Turkish textile artist and professor

Mine Biret Tavman Ertuğrul is a Turkish textile artist and academic specializing in knitting art and knitting design education. She is a professor in the Textile Department at Marmara University's Faculty of Fine Arts, where she has served as head of department.

== Early life and education ==
Tavman Ertuğrul was born in Ordu, Turkey. She completed her undergraduate studies at Marmara University, Faculty of Fine Arts (Textile). She later studied in the United Kingdom, completing postgraduate work in textiles at the University of Leeds and doctoral studies at the University of Manchester Institute of Science and Technology (UMIST).

== Academic career ==
Tavman Ertuğrul has worked at Marmara University in the Textile Department and has held academic leadership roles including department head. Her academic work includes publications on knitting art and design, including research on transferring knitting art into digital environments.

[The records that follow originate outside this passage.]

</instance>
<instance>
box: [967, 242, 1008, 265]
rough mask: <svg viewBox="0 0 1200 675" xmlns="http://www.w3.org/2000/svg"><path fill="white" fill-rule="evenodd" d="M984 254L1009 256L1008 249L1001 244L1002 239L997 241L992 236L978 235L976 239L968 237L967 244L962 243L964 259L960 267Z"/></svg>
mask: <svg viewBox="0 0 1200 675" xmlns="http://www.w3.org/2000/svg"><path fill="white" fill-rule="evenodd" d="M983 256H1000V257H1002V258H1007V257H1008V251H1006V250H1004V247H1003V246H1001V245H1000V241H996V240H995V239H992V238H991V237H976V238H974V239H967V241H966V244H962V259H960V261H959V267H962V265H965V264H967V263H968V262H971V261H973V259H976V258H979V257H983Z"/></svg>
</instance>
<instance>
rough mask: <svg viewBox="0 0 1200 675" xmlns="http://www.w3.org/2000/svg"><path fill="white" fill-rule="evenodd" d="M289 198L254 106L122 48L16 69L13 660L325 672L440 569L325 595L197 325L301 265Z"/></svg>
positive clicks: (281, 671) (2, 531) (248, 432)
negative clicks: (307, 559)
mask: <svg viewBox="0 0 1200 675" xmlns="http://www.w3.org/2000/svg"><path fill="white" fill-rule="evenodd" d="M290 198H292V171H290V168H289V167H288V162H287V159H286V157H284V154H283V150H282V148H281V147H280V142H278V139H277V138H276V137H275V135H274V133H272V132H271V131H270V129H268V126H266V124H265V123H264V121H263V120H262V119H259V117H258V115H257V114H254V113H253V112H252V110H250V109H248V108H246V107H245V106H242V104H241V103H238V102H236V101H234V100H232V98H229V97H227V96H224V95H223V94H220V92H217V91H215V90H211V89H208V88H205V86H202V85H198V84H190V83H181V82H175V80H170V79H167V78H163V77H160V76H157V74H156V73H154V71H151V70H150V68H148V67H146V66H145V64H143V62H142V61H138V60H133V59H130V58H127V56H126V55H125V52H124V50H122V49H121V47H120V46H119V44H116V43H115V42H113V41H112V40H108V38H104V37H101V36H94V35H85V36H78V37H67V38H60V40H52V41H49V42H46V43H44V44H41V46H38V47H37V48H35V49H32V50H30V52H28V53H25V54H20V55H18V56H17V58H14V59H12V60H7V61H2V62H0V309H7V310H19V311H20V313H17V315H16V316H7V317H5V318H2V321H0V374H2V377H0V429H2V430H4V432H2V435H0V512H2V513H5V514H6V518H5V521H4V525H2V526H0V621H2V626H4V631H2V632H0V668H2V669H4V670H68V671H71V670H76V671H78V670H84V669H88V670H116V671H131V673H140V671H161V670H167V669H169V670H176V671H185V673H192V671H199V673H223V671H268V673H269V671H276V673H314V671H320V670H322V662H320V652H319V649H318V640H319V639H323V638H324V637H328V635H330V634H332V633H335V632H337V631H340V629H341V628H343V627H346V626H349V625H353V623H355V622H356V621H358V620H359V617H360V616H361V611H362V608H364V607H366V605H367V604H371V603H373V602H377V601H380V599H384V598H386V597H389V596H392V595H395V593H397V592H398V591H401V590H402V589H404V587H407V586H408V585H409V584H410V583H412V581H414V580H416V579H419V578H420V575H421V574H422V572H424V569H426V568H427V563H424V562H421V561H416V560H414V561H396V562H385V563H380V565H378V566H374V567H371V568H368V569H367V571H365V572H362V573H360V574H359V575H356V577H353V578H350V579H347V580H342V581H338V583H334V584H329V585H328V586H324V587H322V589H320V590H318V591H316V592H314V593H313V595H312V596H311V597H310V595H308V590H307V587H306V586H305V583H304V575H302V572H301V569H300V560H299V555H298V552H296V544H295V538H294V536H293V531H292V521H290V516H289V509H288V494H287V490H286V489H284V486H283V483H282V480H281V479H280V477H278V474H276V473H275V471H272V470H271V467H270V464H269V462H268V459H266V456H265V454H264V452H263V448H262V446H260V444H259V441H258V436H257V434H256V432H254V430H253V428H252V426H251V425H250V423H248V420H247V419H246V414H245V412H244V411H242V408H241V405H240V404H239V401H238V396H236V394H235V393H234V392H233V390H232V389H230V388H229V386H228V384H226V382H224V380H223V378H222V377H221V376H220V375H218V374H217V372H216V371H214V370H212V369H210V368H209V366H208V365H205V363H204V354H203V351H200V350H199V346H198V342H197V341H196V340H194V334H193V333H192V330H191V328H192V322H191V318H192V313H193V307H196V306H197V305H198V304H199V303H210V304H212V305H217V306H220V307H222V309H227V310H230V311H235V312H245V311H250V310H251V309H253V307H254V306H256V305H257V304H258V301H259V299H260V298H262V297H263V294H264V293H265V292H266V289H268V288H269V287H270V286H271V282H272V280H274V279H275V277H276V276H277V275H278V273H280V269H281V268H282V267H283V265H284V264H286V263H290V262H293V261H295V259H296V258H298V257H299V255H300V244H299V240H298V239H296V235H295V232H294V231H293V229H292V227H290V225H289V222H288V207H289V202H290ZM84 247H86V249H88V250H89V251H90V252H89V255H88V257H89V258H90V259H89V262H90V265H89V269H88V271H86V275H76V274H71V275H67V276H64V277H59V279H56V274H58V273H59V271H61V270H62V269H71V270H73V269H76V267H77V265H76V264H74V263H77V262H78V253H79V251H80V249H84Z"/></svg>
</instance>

== Artistic work and initiatives ==
Her practice and teaching focus on knitting as a contemporary textile art form, and she has been associated with efforts to expand contemporary knitting and fiber art in Turkey.

In 2011, she founded the Face & Reverse knitting group, which has organized exhibitions in Turkey and internationally.

Tavman Ertuğrul has been described by World Textile Art (WTA) and related organizations as WTA's representative in Turkey and as a curator associated with Face & Reverse projects. She has also served on international selection juries connected to WTA biennial activities.

Tavman Ertuğrul has participated in international textile biennials. A published catalog for the 5th International Biennial of Textile Art (World Textile Art) lists a work credited to "Mine Biret Tavman" among selected works.

== Selected works ==
- Örme Sanatının Sayısal Ortama Aktarımı ve Örnek Uygulamalar (with Esra Öğülmüş Özkum).